Don't you think I'm insane too?
"Shikamaru, stop thinking so much."
"I can't." He says honestly. "I can't stop thinking. Never have. There's too much not to think about that it just—"
She sits back down next to him. "Doesn't it ever…become too much? Don't you ever just want to relax?" She inclines her head and continues quickly, breathily. "And I know that sounds like stupid thing to say to you because you're always looking at the clouds or sleeping, but I don't think you ever really take the chance to just, stop thinking about things that could be, should be, and would be, and just talk to someone like nothing else matters. Just say the first thing on your tongue without thinking it over. Just talk to someone and trust that no matter what you say it…won't matter to that person?" She says it quickly and hurriedly and finishes with a blush.
"I do…Most of the time…when I'm talking to…you, I do. I mean, I still think, but not as much, and not as strong, and…I don't really mind thinking…with you…" He thinks it sounds stupid, because he's never really said things like that, but…he trusts her.
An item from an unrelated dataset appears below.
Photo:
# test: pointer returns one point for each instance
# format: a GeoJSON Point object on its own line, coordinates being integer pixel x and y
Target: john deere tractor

She blushed furiously. "And I like…being with you. It's…different. But you know, in a very good way. I'm not saying that it's – I like being able to say things and know that even if they're stupid and don't make sense you don't mind hearing them. And I like talking to someone who thinks about more than kunais or – or other stupid mundane things. I get so bored in Suna which is really weird because I never used to get bored before. I used to write, and I was okay with that, but now I'm starting to miss talking when I'm there and writing doesn't quite work like it did. And I'm talking way too fast aren't I?"
"There've been times when you've talked faster."
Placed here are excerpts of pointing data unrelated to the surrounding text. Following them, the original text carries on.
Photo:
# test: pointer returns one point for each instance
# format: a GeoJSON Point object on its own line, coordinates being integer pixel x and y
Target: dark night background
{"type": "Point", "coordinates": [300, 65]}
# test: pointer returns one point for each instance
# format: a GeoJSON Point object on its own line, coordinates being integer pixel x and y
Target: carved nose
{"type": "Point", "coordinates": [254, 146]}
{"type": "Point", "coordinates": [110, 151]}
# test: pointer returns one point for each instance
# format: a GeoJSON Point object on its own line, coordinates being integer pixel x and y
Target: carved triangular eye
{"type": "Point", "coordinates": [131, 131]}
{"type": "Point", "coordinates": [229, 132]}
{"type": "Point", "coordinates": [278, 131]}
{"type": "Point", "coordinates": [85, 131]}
"Oh good." She's silent for a moment, before she speaks again. "I should get going."
"You should stay." He doesn't really like Konoha without her.
She's quiet. "You should come."
It's never occurred to him. And this realization hits him squarely and frighteningly. There's an idea that's never occurred to him. That's never entered his mind.
And it's the perfect one.
He likes being with her.
And even though she likes being with him, she can't – she couldn't ever – leave her brothers; not after 'not being there for them' when they were young.
"What?" She asks.
"That idea never occurred to me."
She smirks. "The almighty genius forgot such an OBVIOUS possibility?"
He scowls. "Shut up."
"Make me."
He kisses her.
She kisses him back.
"You should make me shut up more often." She murmurs.
"Then you should stop being interesting."
He likes her.
He really likes her.
He might say he loves her, but of course, he's not sure what 'love' really means and doesn't want to brand her with a sentiment that wouldn't work. He likes being with her. He would like to be with her always. He likes that she knows who he is and wants her to know everything. He's scared that she's not really his. He's scared that he might not get as much time with her as he wants. He's scared that the moment he's looking at her, hair shining, breathing even, green eyes teasing, lips taunting, might be the very last.
She calls him lazy too.
And she's scolded him just as much as everyone else.
But there's a difference.
She knows the method to his demeanor.
She knows the reason behind his 'apathy'
She knows the clarity behind his eyes.
She knows that he IS lazy, and it's bad, but she also knows that it's also very good. She doesn't tell him to become everything he could be capable of. She doesn't tell him to get rid of his laziness and just work hard. She just tells him to work a little harder. To care a little more. To use what he has to help those he can. Even just a bit.
It's different.
Maybe it's her tone.
Or her expression.
Or her posture.
He can't really explain it, but it's all very different when it comes to her. He feels…better. Like…he's important.
He doesn't think he'll ever stop thinking, and processing and creating. And wishing sometimes that he were more normal. But…looking at her…at this creature who's…everything and nothing at the same time…he thinks he wouldn't mind so much if she would share it all with him.